One solution is T(n)=(n-10)(n²-2n+3)/6.
Here’s why.
If T(n)=a₀+a₁n+a₂n²+a₃n³ where the a’s are constant coefficients and the first term is when n=0. We have to find a₀ to a₃. We have 4 coefficients and 4 equations controlled by the given terms.
T(0)=a₀=-3.
T(1)=-3+a₁+a₂+a₃=-4, so a₁+a₂+a₃=-1 (1)
T(2)=-3+2a₁+4a₂+8a₃=-7, so 2a₁+4a₂+8a₃=-4 (2)
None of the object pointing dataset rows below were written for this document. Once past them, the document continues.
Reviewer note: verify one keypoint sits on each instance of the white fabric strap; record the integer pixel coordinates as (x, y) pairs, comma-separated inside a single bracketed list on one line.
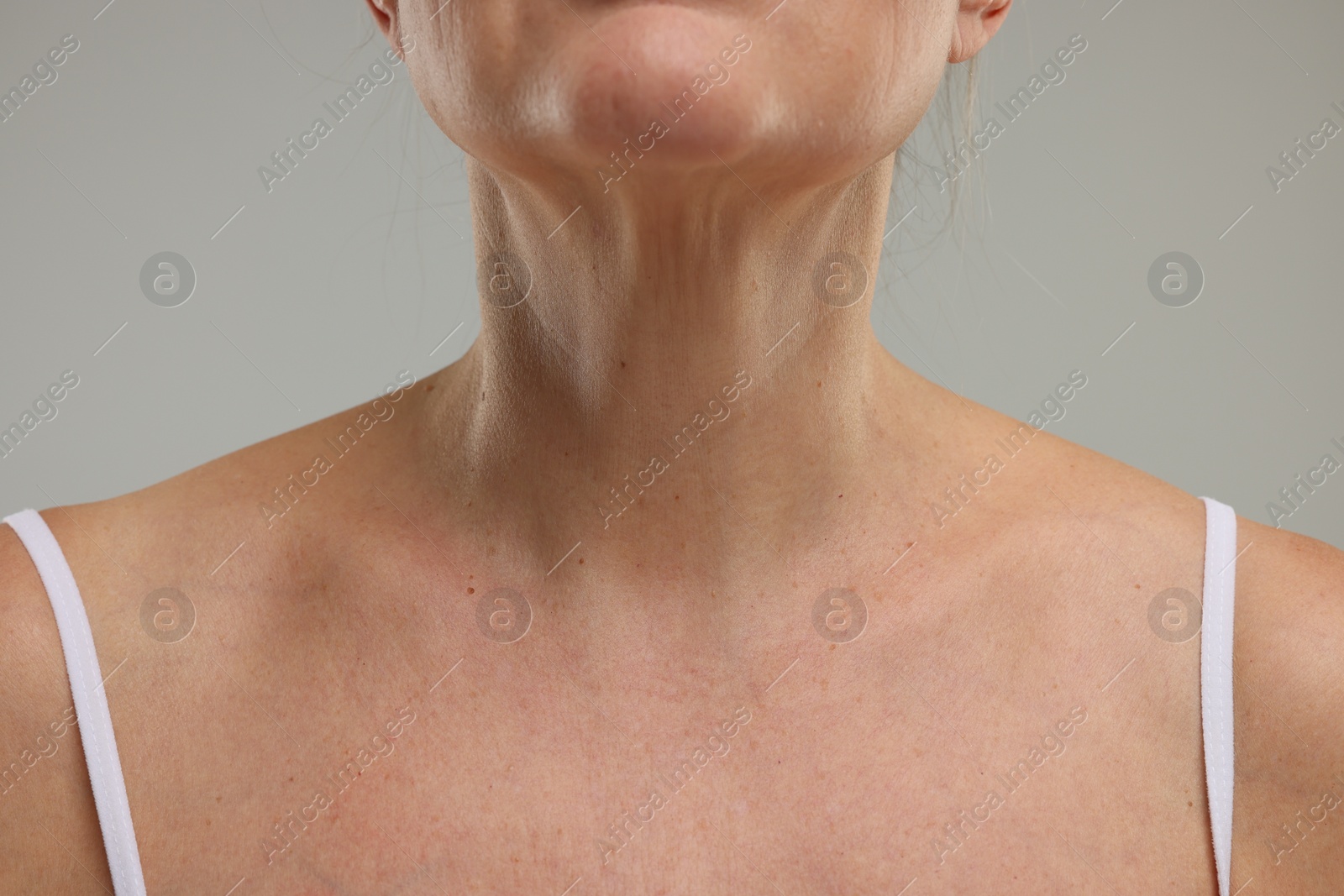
[(1215, 679), (109, 788)]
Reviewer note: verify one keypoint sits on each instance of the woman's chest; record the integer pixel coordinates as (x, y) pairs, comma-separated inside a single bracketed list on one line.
[(813, 779)]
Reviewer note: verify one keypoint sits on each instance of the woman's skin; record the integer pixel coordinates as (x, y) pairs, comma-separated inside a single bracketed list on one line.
[(988, 631)]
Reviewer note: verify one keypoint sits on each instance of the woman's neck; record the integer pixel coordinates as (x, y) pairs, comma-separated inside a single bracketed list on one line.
[(672, 351)]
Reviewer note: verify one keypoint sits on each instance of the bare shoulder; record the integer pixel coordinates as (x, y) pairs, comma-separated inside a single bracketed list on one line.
[(1289, 699)]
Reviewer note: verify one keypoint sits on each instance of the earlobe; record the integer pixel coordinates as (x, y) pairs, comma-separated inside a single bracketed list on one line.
[(978, 20)]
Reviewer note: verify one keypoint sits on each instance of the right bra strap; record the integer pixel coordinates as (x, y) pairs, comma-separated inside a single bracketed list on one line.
[(100, 746)]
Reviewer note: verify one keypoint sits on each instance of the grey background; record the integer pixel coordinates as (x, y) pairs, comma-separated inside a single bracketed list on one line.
[(360, 262)]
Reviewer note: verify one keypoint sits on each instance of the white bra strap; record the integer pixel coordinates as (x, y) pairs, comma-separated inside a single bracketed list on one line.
[(109, 788), (1215, 679)]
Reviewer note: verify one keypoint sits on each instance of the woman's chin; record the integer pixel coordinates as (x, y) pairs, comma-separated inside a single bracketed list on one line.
[(659, 87)]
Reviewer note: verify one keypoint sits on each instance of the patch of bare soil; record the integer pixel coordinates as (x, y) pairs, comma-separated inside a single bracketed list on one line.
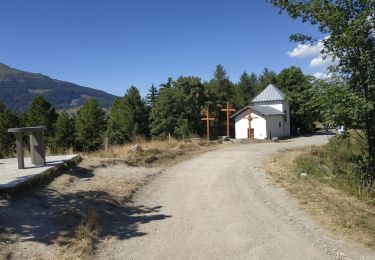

T(3)=-3+3a₁+9a₂+27a₃=-11, so 3a₁+9a₂+27a₃=-8 (3)
T(2)-2T(1)=2a₂+6a₃=-2 (4)
T(3)-3T(1)=6a₂+24a₃=-5 (5)
(5)-3(4)=6a₃=1, a₃=⅙; (4) 2a₂+1=-2, a₂=-3/2; (1) a₁-3/2+1/6=-1, a₁=⅓.
T(n)=-3+n/3-3n²/2+n³/6=
⅙(-18+2n-9n²+n³)=
⅙(n(n²+2)-9(n²+2))=
⅙(n-9)(n²+2) for n≥0.
For n starting at 1, n-1 starts at 0, so T(n)=⅙(n-1-9)((n-1)²+2).
Therefore T(n)=⅙(n-10)(n²-2n+3) for n≥1. Note that this may not be the only solution.